La prima, risalente al primo quarto del IV sec. a.C. consiste in un complesso sacro incentrato intorno ad un altare in tufo modanato ed intonacato con pilastrino ed un focolare, destinato alla cottura delle offerte agli dei ed è posta dove poi sorgerà il cosiddetto Tempio con Portico. La seconda, in un monumentale tempio su podio, che sorge proprio dove i romani costruiranno il Capitolium, adornato da pregevoli metope affrescate che raffigurano una centauromachia.
Questa evoluzione viene ulteriormente accentuata con la trasformazione di Cuma in un “Civitas sine suffragio” nel 334 a.C.: progressivamente, l’agorà greca si trasforma in un Foro vero e proprio. Il primo passo, nei decenni iniziali del III secolo a.C. consiste nell’ampliare ulteriormente la piazza, che raggiunge le dimensioni di m 39,90 x m 112,0 (135×379 piedi romani) e circondarla con portici realizzati in tufo giallo. L’altare monumentale sannita è demolito e al suo posto è costruito muro in opera quadrata con funzione di sostegno e recinzione: il relativo portico sarà destinato a uso commerciale, dato che vi sorgeranno diversi ambienti adibiti a tabernae. Lo stesso avviene sui lati sud ed est, mentre i locali del portico nord sono probabilmente destinati agli uffici amministrativi. L’unica struttura precedente che rimane inalterata è quella del Tempio su Podio
Questa “laicizzazione” continuerà, nonostante una serie di restauri e ricostruzioni, sino all’età sillana, quando comincia una nuova fase di monumentalizzazione del Foro, che porta alla riedificazione dei portici su due ordini in ignimbrite campana e il rifacimento in opus reticulatum delle strutture in alzato delle tabernae sui lati orientale e sud-orientale. Il primo edificio a essere ricostruito è il Portico delle maschere, nell’angolo sud-est del Foro, a due ordini, dorico quello inferiore e ionico quello superiore, che tra il nome dalla sua originale decorazione, con fregi di armi e mascheroni a rilievo in tufo grigio.

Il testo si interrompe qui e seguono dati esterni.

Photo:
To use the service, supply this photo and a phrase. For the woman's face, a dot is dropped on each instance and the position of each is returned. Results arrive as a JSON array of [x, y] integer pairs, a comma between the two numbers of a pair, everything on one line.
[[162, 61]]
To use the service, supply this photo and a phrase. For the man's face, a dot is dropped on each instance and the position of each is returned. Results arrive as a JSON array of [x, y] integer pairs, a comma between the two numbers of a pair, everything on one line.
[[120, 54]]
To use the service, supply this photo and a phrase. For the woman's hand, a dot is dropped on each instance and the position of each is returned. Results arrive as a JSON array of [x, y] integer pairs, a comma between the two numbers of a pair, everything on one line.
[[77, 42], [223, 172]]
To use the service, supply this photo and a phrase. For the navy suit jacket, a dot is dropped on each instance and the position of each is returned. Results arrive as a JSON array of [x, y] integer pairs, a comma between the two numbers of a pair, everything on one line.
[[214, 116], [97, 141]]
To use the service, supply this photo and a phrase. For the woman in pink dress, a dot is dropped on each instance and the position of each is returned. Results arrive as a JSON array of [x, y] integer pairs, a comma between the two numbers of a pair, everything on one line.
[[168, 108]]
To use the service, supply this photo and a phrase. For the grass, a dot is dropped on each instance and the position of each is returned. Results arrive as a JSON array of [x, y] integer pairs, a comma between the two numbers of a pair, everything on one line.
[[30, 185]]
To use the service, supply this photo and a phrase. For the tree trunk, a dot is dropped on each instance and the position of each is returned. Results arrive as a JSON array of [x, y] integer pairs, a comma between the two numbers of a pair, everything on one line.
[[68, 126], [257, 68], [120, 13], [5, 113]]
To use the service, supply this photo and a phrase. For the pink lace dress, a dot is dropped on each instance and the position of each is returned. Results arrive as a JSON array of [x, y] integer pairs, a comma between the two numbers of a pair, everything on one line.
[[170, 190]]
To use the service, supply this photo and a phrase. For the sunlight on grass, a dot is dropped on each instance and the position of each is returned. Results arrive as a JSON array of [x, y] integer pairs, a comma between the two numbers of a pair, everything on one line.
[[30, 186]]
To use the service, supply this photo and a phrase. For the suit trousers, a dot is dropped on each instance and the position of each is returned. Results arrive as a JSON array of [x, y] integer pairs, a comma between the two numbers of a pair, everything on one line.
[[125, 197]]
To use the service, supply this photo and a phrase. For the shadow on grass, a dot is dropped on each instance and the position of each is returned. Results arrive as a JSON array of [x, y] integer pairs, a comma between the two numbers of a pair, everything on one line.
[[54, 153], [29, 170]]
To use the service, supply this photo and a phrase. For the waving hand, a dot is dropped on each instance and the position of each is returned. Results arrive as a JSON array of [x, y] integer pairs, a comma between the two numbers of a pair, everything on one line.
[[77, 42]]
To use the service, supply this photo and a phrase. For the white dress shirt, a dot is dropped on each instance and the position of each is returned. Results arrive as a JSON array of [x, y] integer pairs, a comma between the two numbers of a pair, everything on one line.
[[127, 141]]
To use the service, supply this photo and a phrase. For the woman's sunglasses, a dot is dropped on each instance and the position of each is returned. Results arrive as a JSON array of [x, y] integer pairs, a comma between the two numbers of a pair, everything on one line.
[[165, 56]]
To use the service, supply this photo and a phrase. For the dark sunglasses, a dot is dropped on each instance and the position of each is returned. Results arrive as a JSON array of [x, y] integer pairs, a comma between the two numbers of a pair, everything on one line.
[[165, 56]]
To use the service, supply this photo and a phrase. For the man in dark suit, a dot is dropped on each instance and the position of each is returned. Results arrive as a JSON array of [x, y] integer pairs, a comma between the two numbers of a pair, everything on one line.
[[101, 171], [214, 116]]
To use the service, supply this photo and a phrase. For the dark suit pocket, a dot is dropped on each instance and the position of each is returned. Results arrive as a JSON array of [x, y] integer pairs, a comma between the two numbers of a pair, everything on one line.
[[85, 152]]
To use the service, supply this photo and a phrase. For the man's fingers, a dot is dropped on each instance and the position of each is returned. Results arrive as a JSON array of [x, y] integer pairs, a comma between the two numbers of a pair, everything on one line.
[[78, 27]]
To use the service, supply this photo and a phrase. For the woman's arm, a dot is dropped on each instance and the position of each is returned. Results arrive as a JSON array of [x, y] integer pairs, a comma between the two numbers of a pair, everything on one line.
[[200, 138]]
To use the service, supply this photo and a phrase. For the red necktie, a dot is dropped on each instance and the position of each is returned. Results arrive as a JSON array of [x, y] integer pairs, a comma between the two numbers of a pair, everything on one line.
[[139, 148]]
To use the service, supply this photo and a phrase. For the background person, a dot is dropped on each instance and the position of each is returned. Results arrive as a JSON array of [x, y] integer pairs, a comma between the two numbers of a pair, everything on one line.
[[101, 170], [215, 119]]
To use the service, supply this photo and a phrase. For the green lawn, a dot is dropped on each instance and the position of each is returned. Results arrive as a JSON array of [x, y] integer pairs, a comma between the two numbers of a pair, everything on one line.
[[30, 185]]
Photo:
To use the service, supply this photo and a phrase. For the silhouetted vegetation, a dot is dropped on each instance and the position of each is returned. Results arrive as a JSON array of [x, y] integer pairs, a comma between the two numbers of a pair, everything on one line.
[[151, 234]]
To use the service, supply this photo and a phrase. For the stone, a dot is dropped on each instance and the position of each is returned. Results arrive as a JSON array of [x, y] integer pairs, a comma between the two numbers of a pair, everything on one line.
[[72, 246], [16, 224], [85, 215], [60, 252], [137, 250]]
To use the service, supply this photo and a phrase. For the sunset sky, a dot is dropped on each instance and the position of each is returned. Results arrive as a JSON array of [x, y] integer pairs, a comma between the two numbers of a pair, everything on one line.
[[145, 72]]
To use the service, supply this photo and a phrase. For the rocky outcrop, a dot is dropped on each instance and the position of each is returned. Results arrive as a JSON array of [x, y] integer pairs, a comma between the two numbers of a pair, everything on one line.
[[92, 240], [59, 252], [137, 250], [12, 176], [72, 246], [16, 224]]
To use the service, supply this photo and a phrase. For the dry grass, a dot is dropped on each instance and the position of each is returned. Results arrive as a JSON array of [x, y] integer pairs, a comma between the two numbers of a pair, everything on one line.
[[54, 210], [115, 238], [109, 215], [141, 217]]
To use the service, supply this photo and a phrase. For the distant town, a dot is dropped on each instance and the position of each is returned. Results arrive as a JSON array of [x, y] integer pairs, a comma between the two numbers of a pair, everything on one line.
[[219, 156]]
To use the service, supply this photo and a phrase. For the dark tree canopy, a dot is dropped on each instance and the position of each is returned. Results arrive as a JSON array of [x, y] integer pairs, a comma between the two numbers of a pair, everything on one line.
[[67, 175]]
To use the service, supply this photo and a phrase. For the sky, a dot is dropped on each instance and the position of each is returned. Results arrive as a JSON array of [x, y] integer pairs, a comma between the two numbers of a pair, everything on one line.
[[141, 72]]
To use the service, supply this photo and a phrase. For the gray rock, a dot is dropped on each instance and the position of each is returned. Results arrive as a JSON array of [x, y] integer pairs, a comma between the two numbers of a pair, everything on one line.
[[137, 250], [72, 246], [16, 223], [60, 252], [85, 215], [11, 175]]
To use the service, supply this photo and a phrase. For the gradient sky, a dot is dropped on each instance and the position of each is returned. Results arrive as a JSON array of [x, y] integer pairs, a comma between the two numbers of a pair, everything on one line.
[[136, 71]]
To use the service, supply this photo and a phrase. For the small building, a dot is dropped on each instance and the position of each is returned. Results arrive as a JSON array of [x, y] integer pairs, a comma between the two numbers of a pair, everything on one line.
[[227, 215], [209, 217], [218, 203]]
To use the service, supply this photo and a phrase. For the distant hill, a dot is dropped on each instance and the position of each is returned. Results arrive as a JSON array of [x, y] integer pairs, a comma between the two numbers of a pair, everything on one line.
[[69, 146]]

A seguito dell’eliminazione di alcune tabernae sul lato meridionale del Foro si ricava lo spazio per la costruzione della Aula Sillana, la cui funzione di aula basilicale è ipotizzata per la presenza di un’abside che accoglie un podio sopraelevato accessibile attraverso una scaletta che potrebbe corrispondere al tribunal. La facciata monumentale dell’edificio, avanzando verso il centro della piazza, interrompe l’allineamento dei portici con una fronte a pilastri colossali rivestiti con lastre di marmo scanalate.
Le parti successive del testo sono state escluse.